Prague: A City With Claws

I was at a laundromat in Santa Cruz, California, reading the New York Times travel section. It was the spring semester of my senior year of college, a period of complete uncertainty for me. I was about to graduate. I didn’t know what I wanted to do with my life. I only knew what I didn’t want: to stay in Santa Cruz or move to San Francisco and get an office job of some sort. I needed a purpose. I needed a direction.

And that’s when a life-changing thing happened to me at the laundromat. When the guy next to me, who was reading the main news section of the Times heard the buzzer to his dryer go off, he dismissively tossed the paper over his shoulder. It hit me in the face. Well, okay, it skimmed my face. Alright, it almost hit me in the face.The point is … I picked up the newspaper and the first article I saw was about how bird poop and pollution (poop-lution?) were combining to rot the statues on Prague’s Charles Bridge.

I’d been to Prague three years earlier. I was only there for three days but I was almost paralyzed by its beauty. It had a down-on-its-heels feel to it, having just come up for air from 41 years of Soviet negligence. I met a young American couple that told me there were thousands more like them there. Young yanks just hanging out. They had planned to open a pizza-by-the-slice placed and call it Brooklyn Pizza. I moved on to Berlin a few days later but I couldn’t stop thinking about Prague.
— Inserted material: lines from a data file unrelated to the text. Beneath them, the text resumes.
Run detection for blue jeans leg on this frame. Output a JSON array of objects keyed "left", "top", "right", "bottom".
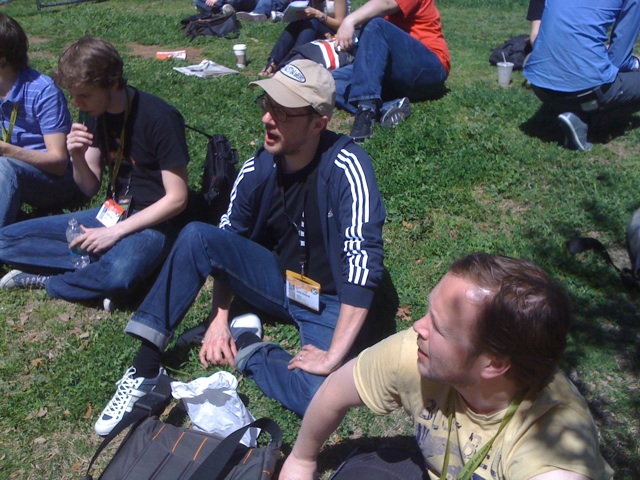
[
  {"left": 0, "top": 207, "right": 172, "bottom": 301},
  {"left": 241, "top": 295, "right": 341, "bottom": 416},
  {"left": 252, "top": 0, "right": 286, "bottom": 14},
  {"left": 270, "top": 19, "right": 334, "bottom": 65},
  {"left": 345, "top": 18, "right": 447, "bottom": 108},
  {"left": 0, "top": 208, "right": 103, "bottom": 273},
  {"left": 0, "top": 158, "right": 79, "bottom": 228},
  {"left": 126, "top": 223, "right": 290, "bottom": 349},
  {"left": 333, "top": 65, "right": 357, "bottom": 114}
]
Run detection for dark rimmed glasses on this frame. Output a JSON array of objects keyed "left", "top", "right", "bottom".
[{"left": 256, "top": 94, "right": 316, "bottom": 122}]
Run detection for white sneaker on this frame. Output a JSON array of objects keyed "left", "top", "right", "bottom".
[
  {"left": 229, "top": 313, "right": 262, "bottom": 342},
  {"left": 94, "top": 366, "right": 165, "bottom": 436},
  {"left": 222, "top": 3, "right": 235, "bottom": 14},
  {"left": 270, "top": 10, "right": 284, "bottom": 22},
  {"left": 380, "top": 97, "right": 411, "bottom": 128},
  {"left": 103, "top": 298, "right": 114, "bottom": 313}
]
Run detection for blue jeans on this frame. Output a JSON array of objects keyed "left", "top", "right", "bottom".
[
  {"left": 193, "top": 0, "right": 218, "bottom": 13},
  {"left": 0, "top": 207, "right": 173, "bottom": 301},
  {"left": 252, "top": 0, "right": 287, "bottom": 14},
  {"left": 270, "top": 19, "right": 334, "bottom": 65},
  {"left": 0, "top": 157, "right": 79, "bottom": 228},
  {"left": 126, "top": 222, "right": 341, "bottom": 415},
  {"left": 332, "top": 18, "right": 448, "bottom": 113}
]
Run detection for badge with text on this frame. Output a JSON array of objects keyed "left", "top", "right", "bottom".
[
  {"left": 286, "top": 270, "right": 321, "bottom": 311},
  {"left": 96, "top": 198, "right": 126, "bottom": 227}
]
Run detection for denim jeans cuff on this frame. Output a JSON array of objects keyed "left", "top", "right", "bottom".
[
  {"left": 349, "top": 95, "right": 382, "bottom": 109},
  {"left": 235, "top": 341, "right": 276, "bottom": 371},
  {"left": 125, "top": 316, "right": 172, "bottom": 351}
]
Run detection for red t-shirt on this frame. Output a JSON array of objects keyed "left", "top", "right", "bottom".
[{"left": 386, "top": 0, "right": 450, "bottom": 74}]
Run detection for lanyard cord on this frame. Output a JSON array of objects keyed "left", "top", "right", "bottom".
[
  {"left": 440, "top": 388, "right": 525, "bottom": 480},
  {"left": 1, "top": 103, "right": 19, "bottom": 144},
  {"left": 102, "top": 88, "right": 132, "bottom": 198}
]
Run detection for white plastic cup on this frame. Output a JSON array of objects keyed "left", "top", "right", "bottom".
[
  {"left": 497, "top": 61, "right": 514, "bottom": 87},
  {"left": 233, "top": 44, "right": 247, "bottom": 68}
]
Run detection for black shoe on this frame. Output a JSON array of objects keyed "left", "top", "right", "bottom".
[
  {"left": 176, "top": 323, "right": 207, "bottom": 348},
  {"left": 350, "top": 107, "right": 377, "bottom": 141},
  {"left": 558, "top": 112, "right": 592, "bottom": 151}
]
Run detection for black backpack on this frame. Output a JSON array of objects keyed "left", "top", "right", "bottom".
[
  {"left": 489, "top": 34, "right": 533, "bottom": 70},
  {"left": 185, "top": 127, "right": 239, "bottom": 226},
  {"left": 82, "top": 374, "right": 282, "bottom": 480},
  {"left": 180, "top": 12, "right": 241, "bottom": 40}
]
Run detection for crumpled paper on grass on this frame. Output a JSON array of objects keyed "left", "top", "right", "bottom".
[
  {"left": 173, "top": 59, "right": 238, "bottom": 78},
  {"left": 171, "top": 371, "right": 258, "bottom": 447}
]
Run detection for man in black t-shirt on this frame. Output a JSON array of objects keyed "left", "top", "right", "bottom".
[{"left": 0, "top": 37, "right": 189, "bottom": 308}]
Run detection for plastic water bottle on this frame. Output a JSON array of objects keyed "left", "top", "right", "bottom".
[{"left": 66, "top": 218, "right": 90, "bottom": 269}]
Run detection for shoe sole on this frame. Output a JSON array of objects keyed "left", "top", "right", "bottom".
[
  {"left": 236, "top": 12, "right": 267, "bottom": 22},
  {"left": 558, "top": 114, "right": 592, "bottom": 151},
  {"left": 0, "top": 269, "right": 22, "bottom": 289}
]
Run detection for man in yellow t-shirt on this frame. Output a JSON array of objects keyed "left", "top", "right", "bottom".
[{"left": 281, "top": 253, "right": 613, "bottom": 480}]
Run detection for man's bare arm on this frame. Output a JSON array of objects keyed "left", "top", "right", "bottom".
[
  {"left": 0, "top": 131, "right": 69, "bottom": 176},
  {"left": 280, "top": 360, "right": 364, "bottom": 480}
]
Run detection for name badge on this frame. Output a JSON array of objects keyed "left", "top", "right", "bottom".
[
  {"left": 96, "top": 198, "right": 126, "bottom": 227},
  {"left": 286, "top": 270, "right": 321, "bottom": 311}
]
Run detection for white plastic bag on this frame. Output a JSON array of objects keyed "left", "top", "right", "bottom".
[
  {"left": 170, "top": 371, "right": 258, "bottom": 447},
  {"left": 173, "top": 59, "right": 238, "bottom": 78}
]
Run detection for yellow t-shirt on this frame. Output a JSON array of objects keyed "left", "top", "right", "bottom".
[{"left": 353, "top": 328, "right": 613, "bottom": 480}]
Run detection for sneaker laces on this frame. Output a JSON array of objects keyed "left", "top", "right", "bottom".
[
  {"left": 102, "top": 367, "right": 142, "bottom": 419},
  {"left": 21, "top": 274, "right": 49, "bottom": 288}
]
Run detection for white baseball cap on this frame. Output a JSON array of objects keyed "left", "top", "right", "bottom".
[{"left": 250, "top": 59, "right": 336, "bottom": 119}]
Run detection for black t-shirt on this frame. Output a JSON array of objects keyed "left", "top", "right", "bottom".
[
  {"left": 265, "top": 155, "right": 336, "bottom": 294},
  {"left": 92, "top": 87, "right": 190, "bottom": 211}
]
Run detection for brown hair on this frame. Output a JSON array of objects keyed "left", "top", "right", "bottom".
[
  {"left": 0, "top": 13, "right": 29, "bottom": 71},
  {"left": 55, "top": 36, "right": 126, "bottom": 91},
  {"left": 449, "top": 253, "right": 573, "bottom": 391}
]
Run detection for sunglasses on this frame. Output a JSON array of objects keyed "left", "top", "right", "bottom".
[{"left": 256, "top": 94, "right": 317, "bottom": 122}]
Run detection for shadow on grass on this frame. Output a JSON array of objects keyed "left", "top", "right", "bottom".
[
  {"left": 524, "top": 200, "right": 640, "bottom": 475},
  {"left": 520, "top": 103, "right": 640, "bottom": 148}
]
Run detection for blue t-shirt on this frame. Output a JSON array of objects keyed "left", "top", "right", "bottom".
[
  {"left": 524, "top": 0, "right": 640, "bottom": 92},
  {"left": 0, "top": 67, "right": 71, "bottom": 151}
]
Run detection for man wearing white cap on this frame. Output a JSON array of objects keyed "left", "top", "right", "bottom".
[{"left": 93, "top": 60, "right": 386, "bottom": 435}]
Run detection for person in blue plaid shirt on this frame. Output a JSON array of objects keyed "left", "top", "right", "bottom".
[{"left": 0, "top": 13, "right": 78, "bottom": 227}]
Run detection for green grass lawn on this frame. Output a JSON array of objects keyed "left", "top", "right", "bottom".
[{"left": 1, "top": 0, "right": 639, "bottom": 478}]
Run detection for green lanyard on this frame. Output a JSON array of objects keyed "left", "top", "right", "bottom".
[
  {"left": 102, "top": 88, "right": 132, "bottom": 198},
  {"left": 440, "top": 388, "right": 525, "bottom": 480},
  {"left": 1, "top": 103, "right": 19, "bottom": 144}
]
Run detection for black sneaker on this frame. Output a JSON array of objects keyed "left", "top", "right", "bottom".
[
  {"left": 350, "top": 107, "right": 377, "bottom": 141},
  {"left": 0, "top": 269, "right": 49, "bottom": 289},
  {"left": 558, "top": 112, "right": 592, "bottom": 151}
]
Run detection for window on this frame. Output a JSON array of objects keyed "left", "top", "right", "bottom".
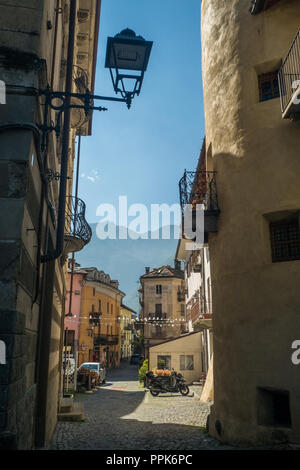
[
  {"left": 180, "top": 355, "right": 194, "bottom": 370},
  {"left": 155, "top": 304, "right": 162, "bottom": 318},
  {"left": 157, "top": 355, "right": 171, "bottom": 370},
  {"left": 107, "top": 302, "right": 109, "bottom": 313},
  {"left": 111, "top": 304, "right": 113, "bottom": 314},
  {"left": 98, "top": 300, "right": 101, "bottom": 312},
  {"left": 258, "top": 71, "right": 280, "bottom": 102},
  {"left": 155, "top": 325, "right": 164, "bottom": 337},
  {"left": 156, "top": 284, "right": 162, "bottom": 295},
  {"left": 270, "top": 219, "right": 300, "bottom": 262},
  {"left": 65, "top": 330, "right": 75, "bottom": 347},
  {"left": 257, "top": 388, "right": 291, "bottom": 428},
  {"left": 93, "top": 288, "right": 95, "bottom": 296}
]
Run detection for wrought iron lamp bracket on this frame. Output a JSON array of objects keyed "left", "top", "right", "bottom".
[
  {"left": 38, "top": 85, "right": 132, "bottom": 149},
  {"left": 46, "top": 168, "right": 71, "bottom": 183}
]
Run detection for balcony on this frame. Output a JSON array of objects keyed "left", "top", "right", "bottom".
[
  {"left": 147, "top": 313, "right": 167, "bottom": 322},
  {"left": 179, "top": 170, "right": 219, "bottom": 240},
  {"left": 134, "top": 320, "right": 144, "bottom": 329},
  {"left": 89, "top": 312, "right": 101, "bottom": 326},
  {"left": 278, "top": 28, "right": 300, "bottom": 120},
  {"left": 64, "top": 196, "right": 92, "bottom": 254},
  {"left": 249, "top": 0, "right": 282, "bottom": 14},
  {"left": 124, "top": 324, "right": 133, "bottom": 331},
  {"left": 193, "top": 313, "right": 212, "bottom": 330},
  {"left": 71, "top": 65, "right": 90, "bottom": 129},
  {"left": 94, "top": 334, "right": 119, "bottom": 346}
]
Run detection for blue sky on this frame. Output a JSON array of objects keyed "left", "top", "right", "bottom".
[{"left": 77, "top": 0, "right": 205, "bottom": 224}]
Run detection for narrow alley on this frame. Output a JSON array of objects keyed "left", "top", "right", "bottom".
[{"left": 49, "top": 364, "right": 222, "bottom": 451}]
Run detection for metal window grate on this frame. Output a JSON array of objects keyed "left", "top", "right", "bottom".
[
  {"left": 258, "top": 72, "right": 280, "bottom": 102},
  {"left": 180, "top": 355, "right": 194, "bottom": 371},
  {"left": 270, "top": 220, "right": 300, "bottom": 262}
]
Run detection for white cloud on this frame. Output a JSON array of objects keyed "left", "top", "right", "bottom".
[{"left": 80, "top": 170, "right": 100, "bottom": 183}]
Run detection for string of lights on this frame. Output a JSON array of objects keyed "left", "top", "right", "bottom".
[{"left": 65, "top": 317, "right": 187, "bottom": 325}]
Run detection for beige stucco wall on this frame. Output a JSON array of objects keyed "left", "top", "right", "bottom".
[
  {"left": 120, "top": 306, "right": 133, "bottom": 359},
  {"left": 142, "top": 276, "right": 186, "bottom": 345},
  {"left": 201, "top": 0, "right": 300, "bottom": 445},
  {"left": 149, "top": 333, "right": 202, "bottom": 384}
]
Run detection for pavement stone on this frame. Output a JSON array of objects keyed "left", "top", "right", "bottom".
[
  {"left": 46, "top": 364, "right": 297, "bottom": 451},
  {"left": 47, "top": 364, "right": 223, "bottom": 450}
]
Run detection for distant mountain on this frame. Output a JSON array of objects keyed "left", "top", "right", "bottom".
[{"left": 75, "top": 223, "right": 180, "bottom": 313}]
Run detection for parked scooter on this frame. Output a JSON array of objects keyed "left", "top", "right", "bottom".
[{"left": 146, "top": 370, "right": 190, "bottom": 396}]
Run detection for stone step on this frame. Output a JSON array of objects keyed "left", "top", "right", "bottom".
[
  {"left": 59, "top": 397, "right": 73, "bottom": 413},
  {"left": 57, "top": 402, "right": 85, "bottom": 422}
]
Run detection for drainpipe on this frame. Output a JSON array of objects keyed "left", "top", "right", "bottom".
[
  {"left": 51, "top": 0, "right": 61, "bottom": 90},
  {"left": 42, "top": 0, "right": 77, "bottom": 262},
  {"left": 67, "top": 131, "right": 81, "bottom": 316}
]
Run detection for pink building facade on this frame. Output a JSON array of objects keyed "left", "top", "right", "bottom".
[{"left": 65, "top": 269, "right": 85, "bottom": 348}]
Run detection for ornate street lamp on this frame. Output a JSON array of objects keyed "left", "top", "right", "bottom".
[
  {"left": 39, "top": 28, "right": 153, "bottom": 145},
  {"left": 105, "top": 28, "right": 153, "bottom": 108},
  {"left": 39, "top": 24, "right": 153, "bottom": 264}
]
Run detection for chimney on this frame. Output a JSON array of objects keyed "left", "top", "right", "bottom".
[
  {"left": 145, "top": 267, "right": 150, "bottom": 274},
  {"left": 175, "top": 259, "right": 181, "bottom": 271}
]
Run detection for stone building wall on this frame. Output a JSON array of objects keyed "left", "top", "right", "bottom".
[{"left": 0, "top": 0, "right": 100, "bottom": 449}]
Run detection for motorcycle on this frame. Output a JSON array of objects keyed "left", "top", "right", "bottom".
[{"left": 146, "top": 370, "right": 190, "bottom": 397}]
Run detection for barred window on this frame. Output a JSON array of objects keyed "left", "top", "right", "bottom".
[
  {"left": 270, "top": 220, "right": 300, "bottom": 262},
  {"left": 180, "top": 355, "right": 194, "bottom": 370},
  {"left": 258, "top": 72, "right": 280, "bottom": 102}
]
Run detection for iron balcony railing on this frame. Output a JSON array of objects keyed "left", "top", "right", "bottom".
[
  {"left": 278, "top": 28, "right": 300, "bottom": 115},
  {"left": 65, "top": 196, "right": 92, "bottom": 246},
  {"left": 89, "top": 312, "right": 101, "bottom": 326},
  {"left": 147, "top": 313, "right": 167, "bottom": 322},
  {"left": 179, "top": 170, "right": 218, "bottom": 215},
  {"left": 249, "top": 0, "right": 282, "bottom": 15},
  {"left": 73, "top": 65, "right": 89, "bottom": 94}
]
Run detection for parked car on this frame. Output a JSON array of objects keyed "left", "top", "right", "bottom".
[
  {"left": 130, "top": 354, "right": 141, "bottom": 365},
  {"left": 77, "top": 362, "right": 107, "bottom": 384}
]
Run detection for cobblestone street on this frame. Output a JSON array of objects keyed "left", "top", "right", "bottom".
[{"left": 49, "top": 364, "right": 226, "bottom": 450}]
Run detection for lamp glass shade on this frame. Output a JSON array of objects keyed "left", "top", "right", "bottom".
[{"left": 105, "top": 29, "right": 153, "bottom": 72}]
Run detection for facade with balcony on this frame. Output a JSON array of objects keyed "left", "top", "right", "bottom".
[
  {"left": 201, "top": 0, "right": 300, "bottom": 445},
  {"left": 66, "top": 266, "right": 125, "bottom": 369},
  {"left": 176, "top": 140, "right": 213, "bottom": 377}
]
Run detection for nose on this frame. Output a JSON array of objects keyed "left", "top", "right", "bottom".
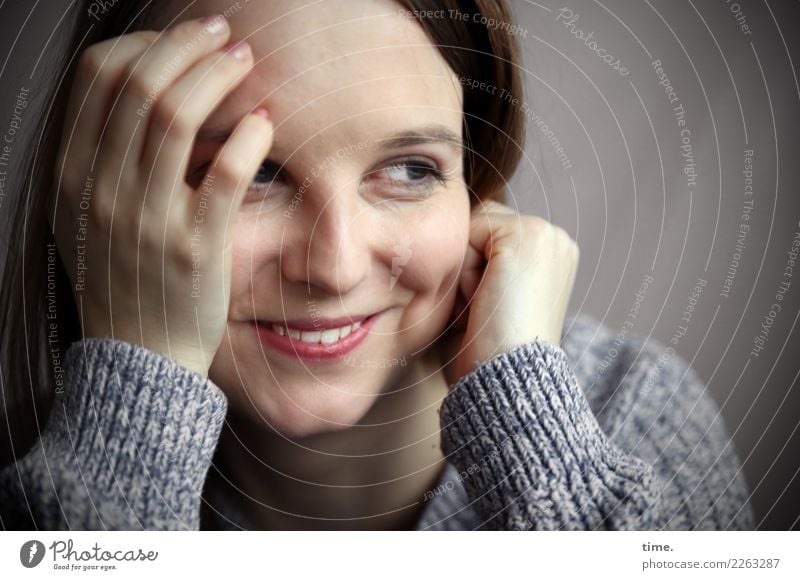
[{"left": 280, "top": 184, "right": 370, "bottom": 296}]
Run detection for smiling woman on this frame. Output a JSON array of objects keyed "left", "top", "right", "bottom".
[{"left": 0, "top": 0, "right": 753, "bottom": 534}]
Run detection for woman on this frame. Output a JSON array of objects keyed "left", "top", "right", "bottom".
[{"left": 0, "top": 0, "right": 753, "bottom": 530}]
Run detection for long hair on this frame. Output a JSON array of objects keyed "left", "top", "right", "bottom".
[{"left": 0, "top": 0, "right": 525, "bottom": 467}]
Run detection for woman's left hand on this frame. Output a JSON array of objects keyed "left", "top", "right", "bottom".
[{"left": 439, "top": 200, "right": 580, "bottom": 386}]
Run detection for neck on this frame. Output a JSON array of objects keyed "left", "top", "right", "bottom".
[{"left": 211, "top": 353, "right": 450, "bottom": 530}]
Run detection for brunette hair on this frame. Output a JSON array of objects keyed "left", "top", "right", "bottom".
[{"left": 0, "top": 0, "right": 525, "bottom": 466}]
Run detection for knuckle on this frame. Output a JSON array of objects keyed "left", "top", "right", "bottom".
[
  {"left": 126, "top": 67, "right": 161, "bottom": 102},
  {"left": 87, "top": 196, "right": 112, "bottom": 228},
  {"left": 168, "top": 235, "right": 195, "bottom": 272},
  {"left": 521, "top": 215, "right": 550, "bottom": 236},
  {"left": 163, "top": 23, "right": 198, "bottom": 52},
  {"left": 482, "top": 199, "right": 512, "bottom": 215},
  {"left": 117, "top": 213, "right": 144, "bottom": 245},
  {"left": 132, "top": 30, "right": 160, "bottom": 46},
  {"left": 554, "top": 226, "right": 577, "bottom": 252},
  {"left": 551, "top": 223, "right": 569, "bottom": 239},
  {"left": 77, "top": 45, "right": 107, "bottom": 78},
  {"left": 152, "top": 96, "right": 191, "bottom": 135},
  {"left": 138, "top": 227, "right": 163, "bottom": 255}
]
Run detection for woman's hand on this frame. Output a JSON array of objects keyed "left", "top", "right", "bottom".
[
  {"left": 49, "top": 15, "right": 273, "bottom": 377},
  {"left": 439, "top": 200, "right": 580, "bottom": 386}
]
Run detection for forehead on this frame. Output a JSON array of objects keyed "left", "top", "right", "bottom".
[{"left": 157, "top": 0, "right": 463, "bottom": 147}]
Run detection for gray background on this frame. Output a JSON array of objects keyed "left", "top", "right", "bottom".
[{"left": 0, "top": 0, "right": 798, "bottom": 529}]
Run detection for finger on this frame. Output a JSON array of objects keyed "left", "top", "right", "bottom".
[
  {"left": 467, "top": 200, "right": 529, "bottom": 261},
  {"left": 478, "top": 199, "right": 517, "bottom": 215},
  {"left": 448, "top": 284, "right": 470, "bottom": 331},
  {"left": 57, "top": 31, "right": 158, "bottom": 179},
  {"left": 468, "top": 203, "right": 506, "bottom": 259},
  {"left": 192, "top": 109, "right": 273, "bottom": 236},
  {"left": 445, "top": 232, "right": 486, "bottom": 333},
  {"left": 142, "top": 42, "right": 255, "bottom": 199},
  {"left": 459, "top": 242, "right": 485, "bottom": 300},
  {"left": 98, "top": 15, "right": 232, "bottom": 166}
]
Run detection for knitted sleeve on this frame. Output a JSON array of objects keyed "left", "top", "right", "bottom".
[
  {"left": 0, "top": 338, "right": 227, "bottom": 530},
  {"left": 438, "top": 338, "right": 755, "bottom": 530}
]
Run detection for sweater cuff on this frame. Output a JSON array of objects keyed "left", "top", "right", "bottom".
[
  {"left": 45, "top": 338, "right": 228, "bottom": 527},
  {"left": 439, "top": 339, "right": 660, "bottom": 530}
]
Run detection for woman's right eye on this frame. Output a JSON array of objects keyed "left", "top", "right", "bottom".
[
  {"left": 251, "top": 160, "right": 282, "bottom": 185},
  {"left": 243, "top": 160, "right": 284, "bottom": 202},
  {"left": 189, "top": 159, "right": 285, "bottom": 203}
]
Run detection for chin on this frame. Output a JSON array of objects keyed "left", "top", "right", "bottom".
[
  {"left": 211, "top": 354, "right": 395, "bottom": 439},
  {"left": 257, "top": 383, "right": 382, "bottom": 440}
]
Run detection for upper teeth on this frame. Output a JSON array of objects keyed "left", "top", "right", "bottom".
[{"left": 270, "top": 321, "right": 362, "bottom": 344}]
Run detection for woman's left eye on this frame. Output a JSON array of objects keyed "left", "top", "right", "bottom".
[
  {"left": 367, "top": 157, "right": 447, "bottom": 193},
  {"left": 382, "top": 159, "right": 441, "bottom": 182}
]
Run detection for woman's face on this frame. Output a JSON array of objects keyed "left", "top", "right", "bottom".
[{"left": 170, "top": 0, "right": 469, "bottom": 437}]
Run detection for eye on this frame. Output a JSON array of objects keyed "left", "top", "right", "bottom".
[
  {"left": 242, "top": 160, "right": 285, "bottom": 203},
  {"left": 365, "top": 157, "right": 448, "bottom": 195},
  {"left": 252, "top": 160, "right": 281, "bottom": 185},
  {"left": 187, "top": 158, "right": 284, "bottom": 201}
]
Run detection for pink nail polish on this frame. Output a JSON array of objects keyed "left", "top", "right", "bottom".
[
  {"left": 200, "top": 14, "right": 226, "bottom": 34},
  {"left": 227, "top": 41, "right": 251, "bottom": 61},
  {"left": 252, "top": 107, "right": 270, "bottom": 121}
]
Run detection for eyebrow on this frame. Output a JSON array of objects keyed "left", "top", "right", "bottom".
[
  {"left": 375, "top": 126, "right": 464, "bottom": 153},
  {"left": 196, "top": 122, "right": 464, "bottom": 153}
]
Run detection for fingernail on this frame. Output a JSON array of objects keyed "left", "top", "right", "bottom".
[
  {"left": 200, "top": 14, "right": 227, "bottom": 34},
  {"left": 252, "top": 107, "right": 270, "bottom": 121},
  {"left": 226, "top": 40, "right": 251, "bottom": 61}
]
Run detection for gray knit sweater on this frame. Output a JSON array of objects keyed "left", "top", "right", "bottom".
[{"left": 0, "top": 312, "right": 754, "bottom": 530}]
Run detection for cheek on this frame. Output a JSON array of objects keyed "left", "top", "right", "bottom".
[
  {"left": 394, "top": 199, "right": 470, "bottom": 295},
  {"left": 390, "top": 197, "right": 470, "bottom": 346}
]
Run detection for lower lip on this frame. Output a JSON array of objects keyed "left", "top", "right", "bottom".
[{"left": 253, "top": 312, "right": 384, "bottom": 362}]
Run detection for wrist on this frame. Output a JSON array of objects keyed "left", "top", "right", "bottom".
[{"left": 82, "top": 321, "right": 211, "bottom": 377}]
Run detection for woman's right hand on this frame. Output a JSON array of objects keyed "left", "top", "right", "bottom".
[{"left": 49, "top": 14, "right": 273, "bottom": 377}]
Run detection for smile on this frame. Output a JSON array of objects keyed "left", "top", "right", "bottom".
[
  {"left": 252, "top": 311, "right": 385, "bottom": 361},
  {"left": 269, "top": 320, "right": 362, "bottom": 344}
]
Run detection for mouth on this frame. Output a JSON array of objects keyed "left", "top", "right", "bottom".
[{"left": 252, "top": 310, "right": 386, "bottom": 361}]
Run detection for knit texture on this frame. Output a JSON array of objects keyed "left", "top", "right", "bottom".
[{"left": 0, "top": 312, "right": 754, "bottom": 530}]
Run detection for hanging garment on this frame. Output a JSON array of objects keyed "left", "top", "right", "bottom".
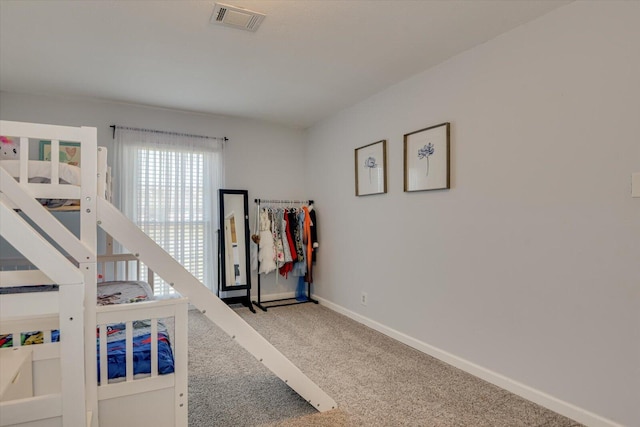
[
  {"left": 279, "top": 210, "right": 297, "bottom": 278},
  {"left": 278, "top": 212, "right": 293, "bottom": 278},
  {"left": 288, "top": 210, "right": 304, "bottom": 262},
  {"left": 284, "top": 210, "right": 298, "bottom": 262},
  {"left": 271, "top": 209, "right": 285, "bottom": 267},
  {"left": 302, "top": 205, "right": 313, "bottom": 283},
  {"left": 308, "top": 205, "right": 319, "bottom": 262},
  {"left": 291, "top": 209, "right": 307, "bottom": 277},
  {"left": 296, "top": 275, "right": 308, "bottom": 302},
  {"left": 280, "top": 210, "right": 293, "bottom": 264},
  {"left": 258, "top": 208, "right": 277, "bottom": 274},
  {"left": 250, "top": 206, "right": 259, "bottom": 271}
]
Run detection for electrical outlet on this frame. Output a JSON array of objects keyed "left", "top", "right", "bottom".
[{"left": 361, "top": 292, "right": 367, "bottom": 306}]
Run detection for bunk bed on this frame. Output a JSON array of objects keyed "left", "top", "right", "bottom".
[
  {"left": 0, "top": 120, "right": 336, "bottom": 427},
  {"left": 0, "top": 122, "right": 188, "bottom": 427},
  {"left": 0, "top": 257, "right": 188, "bottom": 427}
]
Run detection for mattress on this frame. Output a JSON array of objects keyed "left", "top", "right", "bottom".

And then here I was reading the article about the city and its eroding statues. What was in the article was unimportant to me. I was having an epiphany, a realization that was so simple I never thought it was possible. I thought my life needed direction and I was going to take that literally. I needed change and it almost hit me right in the face. I would move to the capital of poop-lution: Prague.

So that’s what I did. I spent my days teaching English and my nights drinking beer with drunk old men in smoky pubs. I wandered the city’s narrow streets, gawking at the Baroque palaces. I took classes on the art history of the city. I stood around Charles Bridge – yes that same bridge that was supposed to be dying from asphalt cancer, and one of the most beautiful bridges in the world – staring up at the Prague Castle with the gothic St. Vitus cathedral plopped in the middle.

OK, so I still didn’t have a purpose. In fact, in Prague I had less of a purpose in life than I had in Santa Cruz. At least there I was getting a college degree.

But, while sitting in a café in Prague on a random Tuesday afternoon, I realized, that was sort of the point. Prague let me exist there; it let me hang out and do nothing except for live a rather debauched life, and it didn’t care. It didn’t judge me.

To be fair, though, I didn’t exactly move to Prague to live like a bohemian (and I mean that with a capital “B” and a lowercase “b.” I actually wanted to go somewhere slightly out of my comfort zone. I wanted to struggle a little – to learn something about myself. Yes, I could have chosen a more challenging place (Afghanistan, anyone?). But the beer and sausages are so much better in the Czech Republic. Anyone ever had an Afghan sausage? They’re TERRIBLE.

And so for three years I lived in Prague. I traveled around the country. I made friends. I even learned Czech. How I didn’t come away from there with a gorgeous Czech wife is a miracle. It doesn’t sound very challenging but three years later, I was a profoundly different (and, I hope, a better, stronger, wiser) person. And then one day I woke up and realized my life was so great in Prague there was nothing left to do but to leave it, to find another challenge.

And so I waved goodbye to the City of a Hundred Spires and did something else. But now over a decade since then, I still go back again and again and again.

Why? Because Prague is me. I am Prague. Prague is the reason I’m a traveler and a writer and a travel writer. I go back to get that reminder of the lesson that Prague first taught me: it’s OK to not live a normal life. It’s OK if you don’t have an office job and live in the suburbs (not that there’s anything wrong with that). It’s OK that I’m not making a six-figure salary. It’s OK to go out in the world and let yourself drift. You’re not a loser for doing that! Unlike my mom and dad, Prague never said: What?! You want to be a travel writer?! But they make no money and, really, they’re just losers who can’t do real journalism.

Kafka likened his home city to a mother with claws that won’t let you go. Perhaps. But to me, Prague is more like your friend’s cool mom who lets you party at her house. And after you drunkenly jump off her roof into the pool, she’s standing there waiting with a towel to wrap you in.

So, who else is ready to jump in the pool?